Why I Keep Coming Back to Base Camp Trekking in America (Even Tho It Hates Me)
I’m from Ohio, okay? Cornfields, humidity, zero elevation. Moved to Colorado for “adventure” and now I voluntarily carry 40 pounds up hills just to sleep on rocks. Last time in the Winds—Cirque of the Towers, base camp trekking in style—I cried when the wind ripped my tent stake out. Like, ugly cried. But then the alpenglow hit and I forgot my name. Worth it? Jury’s out. Check Wind River permits here cuz I always forget.
The Cast-Iron Skillet Debacle (Base Camp Trekking in America Edition)
Bought a Lodge 8-inch skillet cuz Pinterest lied. Thought I’d be Gordon Ramsay at 10k feet. Reality: hauled it 6 miles, used it once for sad eggs, then ditched it behind a rock like a bad ex. My buddy still sends me skillet memes. Moral: if it needs bacon grease to not rust, leave it for car camping. Base camp trekking in is ultralight or ultracry.
Gear I Swear By for Base Camp Trekking in America (And the Stuff I Regret)

- Tent: Big Agnes Copper Spur HV UL2. Fits me, my pack, and my existential dread.
- Bag: Western Mountaineering something-or-other. Warm but I overheat and kick it off like a toddler.
- Stove: Jetboil. Anything else is just masochism.
- Filter: Sawyer Squeeze. Once clogged it with glacier silt—drank chunky water for a day. 10/10 do not recommend.
- Poles: Black Diamond. Saved my knees and my dignity when I faceplanted into a marmot hole.
Pro tip: test your gear in the backyard first. I didn’t. Woke up in a puddle cuz I pitched my tent on a slope. Classic.
Altitude Sucks and Other Base Camp Trekking in America Truths

CDC altitude info cuz I’m not a doctor.
Gummies > Glory (Snacks for Base Camp Trekking in America)
Haribo Goldbears. Fight me. When you’re bonking at 11,000 ft and questioning life choices, a peach gummy is therapy. Pack two bags—one for trail, one for when you’re sobbing into your ramen.
Getting Lost is Part of Base Camp Trekking in America (Oops)
GAIA GPS is my lord and savior but paper maps don’t need charging. Once followed a “trail” that was actually a stream. Soaked boots, ruined socks, learned to read contours the hard way. Download offline maps or become a cautionary tale.
Training? More Like Suffering for Base Camp Trekking in America
Started with stairs at Red Rocks carrying a backpack full of books. Week 1: died. Week 4: less dead. Now I hike with weight and pretend the side-eye from tourists is admiration. Yoga helps my hips not scream. Downward dog at altitude tho?
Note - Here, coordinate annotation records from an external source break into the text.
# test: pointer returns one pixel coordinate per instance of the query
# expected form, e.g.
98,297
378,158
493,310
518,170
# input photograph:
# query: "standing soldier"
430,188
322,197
Spiritual experience or near-death, hard to tell.

Night-Before Base Camp Trekking in America Panic
Lay out gear. Panic. Repack. Eat entire Domino’s pizza. Write dramatic note to my mom. Sleep? Nah. Stare at ceiling fan till 4 a.m. wondering why I do this to myself.
Yeah So Base Camp Trekking in America is Dumb (Do It Anyway)
Your feet will blister. You’ll smell like a wet goat. You’ll question every life choice. But then you’re at camp, stove hissing, stars so close you could high-five Orion, and it’s like… oh. This is why.
Go book a permit. Pick a mountain. Send me your dumbest mistake—I’ll commiserate. And if you see a guy with a holey sock and pizza breath limping down the trail, wave. It’s probably me.